Quand le commerce désarme: pour une paix d’intérêt
Une photo fournie par le palais royal saoudien montre le prince héritier saoudien. Mohammed ben Salmane (D) saluant le président intérimaire de la Syrie, Ahmad el-Chareh, sous le regard du président américain, Donald Trump, à Riyad, le 14 mai 2025. ©Bandar Al-Jaloud / Palais royal saoudien / AFP

Les seigneurs de guerre répètent, d’habitude, à leurs adeptes: nous savons ce qui est bon pour vous, et vous devez vous battre pour une cause que nous avons préalablement définie. Dans un monde où les conflits peuvent être réglés par le droit, pourquoi pousser les peuples vers une violence aussi vide que coûteuse?

La guerre, un projet non rentable

Dans les sociétés fondées sur la coopération et le respect du droit, les différends sont généralement résolus par des mécanismes d’arbitrage plutôt que par la force. Cela inclut la Cour permanente d’arbitrage de La Haye, la Cour internationale de justice, les centres d’arbitrage commercial internationaux ou encore l’Organisation mondiale du commerce (OMC) pour le règlement des différends entre États sur les questions commerciales.

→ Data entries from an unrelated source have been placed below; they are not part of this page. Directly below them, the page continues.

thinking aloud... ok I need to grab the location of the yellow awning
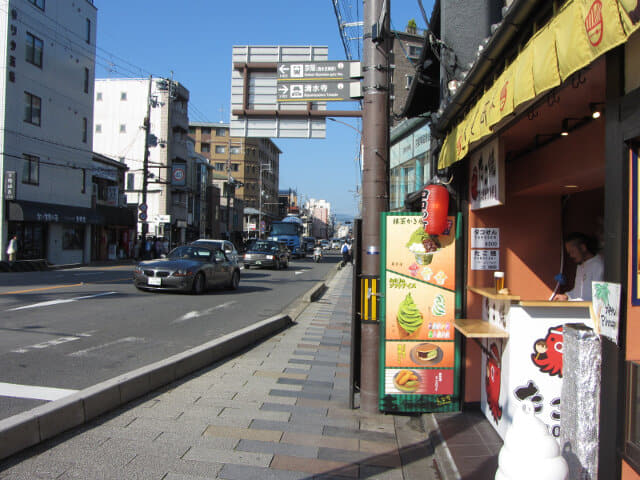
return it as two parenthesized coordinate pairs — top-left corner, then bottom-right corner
(438, 0), (636, 170)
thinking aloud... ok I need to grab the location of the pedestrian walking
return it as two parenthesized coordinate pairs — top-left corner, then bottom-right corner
(134, 236), (141, 261)
(6, 235), (18, 263)
(144, 237), (152, 260)
(341, 240), (350, 267)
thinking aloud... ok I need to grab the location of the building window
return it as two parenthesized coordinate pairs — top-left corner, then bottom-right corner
(22, 154), (39, 185)
(62, 225), (84, 250)
(84, 67), (90, 94)
(25, 32), (43, 68)
(215, 163), (225, 171)
(230, 146), (241, 155)
(119, 124), (126, 133)
(24, 92), (41, 126)
(405, 75), (413, 90)
(231, 163), (239, 172)
(200, 142), (210, 153)
(188, 126), (195, 135)
(216, 128), (226, 137)
(126, 173), (135, 191)
(201, 127), (211, 135)
(82, 117), (88, 143)
(86, 18), (91, 44)
(120, 92), (127, 101)
(95, 124), (102, 133)
(29, 0), (44, 10)
(215, 145), (226, 154)
(408, 45), (422, 58)
(96, 92), (102, 101)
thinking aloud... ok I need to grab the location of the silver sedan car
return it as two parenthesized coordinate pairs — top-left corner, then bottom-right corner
(133, 245), (240, 294)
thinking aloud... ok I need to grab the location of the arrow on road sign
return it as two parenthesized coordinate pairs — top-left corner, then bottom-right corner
(278, 85), (289, 95)
(278, 64), (290, 76)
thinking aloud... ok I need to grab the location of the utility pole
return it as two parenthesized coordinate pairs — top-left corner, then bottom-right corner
(141, 74), (153, 239)
(360, 0), (390, 413)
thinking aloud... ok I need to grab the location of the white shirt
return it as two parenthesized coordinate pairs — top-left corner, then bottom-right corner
(567, 253), (604, 301)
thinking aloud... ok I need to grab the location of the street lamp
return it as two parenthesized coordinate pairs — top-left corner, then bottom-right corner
(328, 117), (362, 134)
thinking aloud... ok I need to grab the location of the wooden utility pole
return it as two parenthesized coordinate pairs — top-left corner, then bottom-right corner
(360, 0), (390, 413)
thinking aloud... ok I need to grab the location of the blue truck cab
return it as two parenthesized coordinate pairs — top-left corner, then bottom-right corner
(267, 216), (305, 258)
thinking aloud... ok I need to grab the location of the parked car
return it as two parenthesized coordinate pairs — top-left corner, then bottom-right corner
(191, 239), (240, 266)
(320, 240), (330, 250)
(133, 245), (240, 294)
(243, 240), (289, 269)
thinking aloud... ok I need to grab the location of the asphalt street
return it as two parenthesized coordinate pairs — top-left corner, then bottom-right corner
(0, 254), (340, 421)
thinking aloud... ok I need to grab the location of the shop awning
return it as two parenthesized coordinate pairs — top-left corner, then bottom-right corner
(438, 0), (640, 169)
(8, 200), (103, 224)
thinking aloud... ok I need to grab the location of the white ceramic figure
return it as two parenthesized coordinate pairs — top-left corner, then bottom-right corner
(495, 404), (568, 480)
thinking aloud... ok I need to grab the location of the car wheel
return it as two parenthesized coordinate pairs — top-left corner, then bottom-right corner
(192, 272), (206, 294)
(227, 270), (240, 290)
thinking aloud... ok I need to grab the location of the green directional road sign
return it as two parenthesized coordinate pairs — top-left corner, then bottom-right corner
(277, 61), (361, 81)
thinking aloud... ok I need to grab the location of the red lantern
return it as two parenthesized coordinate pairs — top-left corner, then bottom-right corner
(421, 184), (449, 235)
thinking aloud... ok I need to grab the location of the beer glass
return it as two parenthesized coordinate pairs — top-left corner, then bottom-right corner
(494, 271), (504, 292)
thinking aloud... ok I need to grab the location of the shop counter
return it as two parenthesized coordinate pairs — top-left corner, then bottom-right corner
(464, 286), (595, 442)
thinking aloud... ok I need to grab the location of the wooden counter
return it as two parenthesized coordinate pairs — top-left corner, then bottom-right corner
(453, 318), (509, 338)
(467, 286), (521, 301)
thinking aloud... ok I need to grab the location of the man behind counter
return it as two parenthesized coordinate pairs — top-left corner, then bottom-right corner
(553, 232), (604, 302)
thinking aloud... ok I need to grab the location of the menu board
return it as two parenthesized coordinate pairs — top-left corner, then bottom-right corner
(379, 212), (460, 413)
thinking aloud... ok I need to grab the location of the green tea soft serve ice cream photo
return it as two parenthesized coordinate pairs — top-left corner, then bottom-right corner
(397, 292), (423, 335)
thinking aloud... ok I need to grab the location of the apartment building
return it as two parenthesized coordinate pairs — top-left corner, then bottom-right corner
(390, 24), (425, 127)
(189, 122), (281, 240)
(94, 77), (198, 245)
(0, 0), (103, 264)
(305, 198), (331, 240)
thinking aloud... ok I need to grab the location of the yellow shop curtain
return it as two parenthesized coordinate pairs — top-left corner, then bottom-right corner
(438, 0), (637, 170)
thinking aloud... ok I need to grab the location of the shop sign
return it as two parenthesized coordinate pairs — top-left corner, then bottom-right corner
(247, 223), (256, 231)
(106, 186), (118, 206)
(592, 281), (621, 344)
(4, 170), (16, 200)
(398, 136), (413, 164)
(471, 228), (499, 248)
(471, 249), (499, 270)
(390, 143), (401, 169)
(380, 212), (460, 413)
(469, 139), (505, 210)
(413, 124), (430, 157)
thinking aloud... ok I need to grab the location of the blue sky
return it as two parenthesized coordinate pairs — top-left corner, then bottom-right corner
(95, 1), (433, 217)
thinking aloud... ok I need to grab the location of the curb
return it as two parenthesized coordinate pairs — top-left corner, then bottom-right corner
(0, 312), (300, 461)
(422, 413), (462, 480)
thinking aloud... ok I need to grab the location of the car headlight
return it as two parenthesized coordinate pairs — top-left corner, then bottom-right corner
(172, 269), (192, 277)
(266, 255), (274, 260)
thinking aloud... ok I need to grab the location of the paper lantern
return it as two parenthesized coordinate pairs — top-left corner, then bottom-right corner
(421, 184), (449, 235)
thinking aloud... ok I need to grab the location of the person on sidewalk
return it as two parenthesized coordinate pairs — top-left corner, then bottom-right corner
(553, 232), (604, 301)
(341, 240), (350, 266)
(6, 235), (18, 263)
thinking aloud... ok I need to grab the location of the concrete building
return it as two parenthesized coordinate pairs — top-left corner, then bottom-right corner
(188, 122), (280, 241)
(305, 198), (331, 240)
(94, 77), (197, 246)
(0, 0), (103, 264)
(390, 23), (426, 127)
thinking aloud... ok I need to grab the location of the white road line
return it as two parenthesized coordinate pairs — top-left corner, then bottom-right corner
(172, 301), (237, 324)
(7, 291), (117, 311)
(295, 270), (304, 275)
(67, 337), (144, 357)
(0, 382), (77, 401)
(10, 331), (95, 354)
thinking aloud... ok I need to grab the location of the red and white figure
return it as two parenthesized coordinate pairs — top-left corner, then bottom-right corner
(486, 343), (503, 423)
(531, 326), (563, 378)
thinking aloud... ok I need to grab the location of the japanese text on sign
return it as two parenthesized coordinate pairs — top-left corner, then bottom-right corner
(471, 249), (499, 270)
(471, 228), (500, 248)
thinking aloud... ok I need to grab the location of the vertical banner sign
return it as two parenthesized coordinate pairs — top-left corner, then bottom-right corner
(379, 212), (460, 413)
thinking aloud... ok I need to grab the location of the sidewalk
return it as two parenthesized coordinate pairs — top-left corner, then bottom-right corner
(0, 265), (483, 479)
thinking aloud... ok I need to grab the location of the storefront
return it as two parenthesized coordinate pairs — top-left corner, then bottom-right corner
(399, 1), (640, 478)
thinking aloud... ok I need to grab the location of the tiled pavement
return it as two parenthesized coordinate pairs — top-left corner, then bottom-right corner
(0, 266), (443, 480)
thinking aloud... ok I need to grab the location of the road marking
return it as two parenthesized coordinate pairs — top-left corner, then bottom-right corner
(68, 337), (144, 357)
(73, 272), (105, 276)
(295, 270), (305, 275)
(172, 301), (237, 324)
(0, 283), (83, 295)
(11, 331), (95, 354)
(0, 382), (77, 401)
(7, 291), (117, 311)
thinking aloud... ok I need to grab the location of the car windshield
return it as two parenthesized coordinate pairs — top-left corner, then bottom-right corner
(249, 241), (277, 251)
(270, 224), (299, 235)
(167, 246), (212, 261)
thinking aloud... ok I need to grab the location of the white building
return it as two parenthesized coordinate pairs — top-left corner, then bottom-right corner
(0, 0), (100, 264)
(93, 77), (194, 245)
(304, 198), (331, 240)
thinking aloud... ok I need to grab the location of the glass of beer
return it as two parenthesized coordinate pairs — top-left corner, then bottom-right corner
(494, 271), (504, 293)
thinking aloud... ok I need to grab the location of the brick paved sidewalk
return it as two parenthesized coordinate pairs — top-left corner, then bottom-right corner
(0, 266), (438, 480)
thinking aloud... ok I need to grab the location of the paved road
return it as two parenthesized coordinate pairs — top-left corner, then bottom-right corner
(0, 254), (341, 421)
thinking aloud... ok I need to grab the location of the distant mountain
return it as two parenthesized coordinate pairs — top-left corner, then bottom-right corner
(334, 213), (356, 224)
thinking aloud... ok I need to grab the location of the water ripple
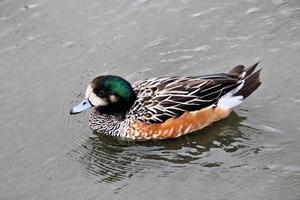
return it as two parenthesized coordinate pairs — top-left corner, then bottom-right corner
(68, 112), (262, 183)
(143, 36), (168, 49)
(158, 45), (209, 56)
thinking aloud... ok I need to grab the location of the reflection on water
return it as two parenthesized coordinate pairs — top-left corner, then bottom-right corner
(69, 112), (260, 183)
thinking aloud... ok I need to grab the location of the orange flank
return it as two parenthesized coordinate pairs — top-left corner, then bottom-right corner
(128, 106), (232, 140)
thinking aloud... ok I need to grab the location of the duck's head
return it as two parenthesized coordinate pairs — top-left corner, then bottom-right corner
(70, 75), (136, 115)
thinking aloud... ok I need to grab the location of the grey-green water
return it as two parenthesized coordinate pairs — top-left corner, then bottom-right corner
(1, 0), (300, 199)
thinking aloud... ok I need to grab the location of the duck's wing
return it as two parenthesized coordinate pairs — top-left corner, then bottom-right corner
(129, 75), (238, 124)
(129, 63), (261, 124)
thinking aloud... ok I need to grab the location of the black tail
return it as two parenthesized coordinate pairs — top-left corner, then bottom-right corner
(229, 62), (262, 99)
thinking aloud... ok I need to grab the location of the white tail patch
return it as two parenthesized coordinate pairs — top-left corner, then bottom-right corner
(217, 80), (244, 109)
(217, 95), (243, 109)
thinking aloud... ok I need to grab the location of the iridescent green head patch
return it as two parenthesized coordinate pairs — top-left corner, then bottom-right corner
(104, 77), (132, 100)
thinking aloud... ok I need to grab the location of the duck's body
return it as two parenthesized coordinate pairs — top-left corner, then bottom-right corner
(70, 63), (261, 140)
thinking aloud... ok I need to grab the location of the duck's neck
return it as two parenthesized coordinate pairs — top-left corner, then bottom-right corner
(89, 108), (129, 137)
(96, 106), (127, 120)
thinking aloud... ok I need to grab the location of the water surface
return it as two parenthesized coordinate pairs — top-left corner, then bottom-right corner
(1, 0), (300, 199)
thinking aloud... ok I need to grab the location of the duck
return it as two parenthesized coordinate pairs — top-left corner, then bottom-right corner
(70, 63), (261, 140)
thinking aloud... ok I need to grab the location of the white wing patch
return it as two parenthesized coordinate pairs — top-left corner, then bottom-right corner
(217, 95), (243, 109)
(217, 80), (244, 109)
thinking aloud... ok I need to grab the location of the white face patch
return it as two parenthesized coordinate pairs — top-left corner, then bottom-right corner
(85, 84), (93, 99)
(85, 84), (108, 107)
(109, 95), (119, 103)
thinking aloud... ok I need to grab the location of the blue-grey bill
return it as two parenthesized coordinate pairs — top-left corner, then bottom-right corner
(70, 99), (92, 115)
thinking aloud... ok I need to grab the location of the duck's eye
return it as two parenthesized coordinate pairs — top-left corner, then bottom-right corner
(95, 90), (105, 96)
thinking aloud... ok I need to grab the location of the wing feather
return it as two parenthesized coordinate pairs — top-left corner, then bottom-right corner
(129, 75), (240, 124)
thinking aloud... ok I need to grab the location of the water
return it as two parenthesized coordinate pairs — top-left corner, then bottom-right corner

Cette dynamique découle non pas d’un altruisme naïf, mais de la logique de l’intérêt personnel, articulée par l’économiste écossais Adam Smith au XVIIIᵉ siècle. Les conflits armés sont extrêmement coûteux et destructeurs, et aucun individu raisonnable n’a intérêt à fusiller son prochain pour solder un différend.

Les entreprises privées cherchent à réduire leurs coûts, à éliminer les inefficacités et à maximiser leurs profits. Les gouvernements, eux, ne suivent pas cette logique. Le politicien lambda n’a aucun intérêt à être efficace: son revenu n’est pas directement lié à sa productivité et, la plupart du temps, il ne subit pas les conséquences de ses erreurs. Quand une entreprise privée est inefficace, ses profits chutent, ses coûts grimpent, ses actionnaires se rongent les ongles, elle fait faillite. Quand l’État est inefficace, on gaspille l’argent du public. Comme si les pots cassés ne suffisaient pas, le contribuable se voit contraint de payer les ruines d’une guerre qu’on lui a imposée sans lui demander son avis, déclenchée par des acteurs locaux parlant en son nom, mais agissant dans son dos.

La paix des intérêts

Quand les marchandises ne traversent pas les frontières, les soldats le font. Dans lEsprit des lois (1748), le philosophe français Montesquieu souligne que le commerce adoucit les mœurs en tissant un treillis de liens d’interdépendance. On voit bien que le philosophe des Lumières n’est pas tombé dans la désuétude.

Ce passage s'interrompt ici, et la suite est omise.